Степан остановился, чтобы передохнуть.

— Ну–к что ж… А ежели кто хочет с Псом Грумаланским дружбу завести, это можно. Нужно только подход знать. Обязательно луну ждать надобно, чтоб на полный свет была. Дождался луны, бери нож, иди в пещеру к Псу. Придешь, сразу же ножом кругом себя землю очерчивай да нож за кругом в землю воткни. Ну и жди. В полночь лай собачий услышишь, да страшный такой, что волос на голове в щетину идет. Прибежит в пещеру лохматый черный Пес, ростом с лодью хорошую. А ты не пугайся. Тогда и дружба пойдет. Будет Пес Грумаланский в промысле помогать: лаем на добычу наводить. Другие того лая не слышат. А кто с Псом подружился, по лаю только и ходит. То оленей без числа настреляет, то тьму гнезд гагачьих найдет, то стада гусей большие. А то Пес ему в кулемки сотнями песцов загоняет… Да недаром дается счастье–то! Сказывают старики, если охотник тот помрет на острове, земля его не примет. Так и торчит сухой, как дерево, где–нибудь меж скал…

Степан умолк, молчали и остальные. Незаметно под сказку Степана прошел час. Еще один час из многих–многих часов бесконечной зимовки.

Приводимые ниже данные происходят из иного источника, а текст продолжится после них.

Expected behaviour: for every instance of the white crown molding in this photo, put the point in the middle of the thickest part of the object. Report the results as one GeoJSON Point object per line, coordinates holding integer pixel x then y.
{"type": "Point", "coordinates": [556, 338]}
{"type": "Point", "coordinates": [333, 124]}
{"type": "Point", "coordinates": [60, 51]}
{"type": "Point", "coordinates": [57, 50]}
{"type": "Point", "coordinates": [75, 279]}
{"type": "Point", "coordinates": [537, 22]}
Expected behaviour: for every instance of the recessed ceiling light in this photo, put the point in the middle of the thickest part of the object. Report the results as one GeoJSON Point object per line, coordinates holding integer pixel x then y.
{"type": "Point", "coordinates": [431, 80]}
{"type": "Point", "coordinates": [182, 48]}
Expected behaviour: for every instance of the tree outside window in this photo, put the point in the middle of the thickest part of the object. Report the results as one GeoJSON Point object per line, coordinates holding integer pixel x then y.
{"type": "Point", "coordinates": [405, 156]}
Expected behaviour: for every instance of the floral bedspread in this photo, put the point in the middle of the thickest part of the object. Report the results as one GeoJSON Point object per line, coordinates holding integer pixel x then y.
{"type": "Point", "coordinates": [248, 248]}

Вот так в пургу, у огонька, возникла когда–то легенда про Грумаланского Пса. Постепенно обрастала она все новыми и новыми поворотами и подробностями, придуманными у печки в ненастье, долгой зимней ночью.

Страшный порыв ветра потряс избу. С новой силой завыл и загудел полуночник. Огонь в печи погас, только несколько красных звездочек еще боролось с серой пеленой бархатного пепла.

— Будем ложиться, братцы. Ванюха, прикрой ставень, холодит что–то полуночник, норовит вовсе нас снегом завалить. — Алексей еще что–то пробормотал про себя и стал укладываться поудобнее на медвежью шкуру.

Скоро мерное дыхание спящих было слышно со всех концов горницы. Только Ваня долго не мог уснуть. При каждом ударе ветра его глаза широко раскрывались. Казалось, что вот сейчас в избу вбежит страшная черная собака. Сквозь дикие стоны ветра ему чудился лай, то громкий, где–то совсем близко, то едва слышный.

«Вот бы подружить с Грумаланским Псом–то! Добыл бы оленей поболе… а помру, то не страшно, коли и деревом стану… Старуха Цинга лютее… Отец сказывал, живой гнить будешь…»

Наконец и Ваня заснул на мягких шкурах.

Свет жирника доставал только до середины горницы, а чуть подальше, особенно по углам, прятались густые тени. В неверном слабом свете все же можно было разглядеть отдельные предметы и фигуры спящих людей.

Всю горницу устилали медвежьи, оленьи и песцовые шкуры. Ими были покрыты пол, лавки, завешана дверь. На шкурах зимовщики спали, шкурами укрывались.